By Monique Baskin

Global food insecurity is the result of a ‘perfect storm’ of issues facing the international community today. The Merriam-Webster dictionary defines a perfect storm as “a critical or disastrous situation created by a powerful concurrence of factors”, however, within the context of this paper, the perfect storm is defined as the combination of population growth, climate change and sociopolitical environment issues that further exacerbate limited to no access to seafood. The Office of the Director of National Intelligence - National Intelligence Council posited that one of the four mega-trends that will change the face of the international environment is the food, energy and water nexus. They also determined that change will be determined by six game changers. They include: the role of the US in the international arena, governance, global economy, regional instability, technology and increased conflict. All of these game changers have a direct effect on food, water and energy resources notwithstanding added pressure from global population increase, climate change and environmental practices that are unsustainable. Due to the enormity and complexity of these issues, this article will concentrate solely on the effects of climate change on oceans, its impacts to fish stocks and its contribution to global food insecurity and briefly deal with the issue of governance and the execution of laws to mitigate and adapt to an ever-changing ocean environment.

Population Growth and Fish Demand

The worlds’ population growth rate has slowed down dramatically over the past fifty years due to rapid demographic transitions to older populations and lowering of fertility rates (low birth rates).

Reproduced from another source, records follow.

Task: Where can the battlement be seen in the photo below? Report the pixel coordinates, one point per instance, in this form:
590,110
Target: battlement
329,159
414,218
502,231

Despite the slowing down of the world population growth rate, the United Nations’ (UN) World Population Prospects: 2002 revision estimated that global population would increase to 8.9 billion from 6.3 billion by 2050 and its most recent determination has estimated that by the year 2300, the worlds’ population will reach 8.97 billion. What is not captured, however, is the diversity of population change among various regions and countries. The UN has discovered that less developed nations are still rising at nearly six times (1.46 percent annual rate) when compared to developed country populations (0.25 percent annual rate), and the population of 49 of the least developed countries are rising at an annual growth rate of 2.4 percent.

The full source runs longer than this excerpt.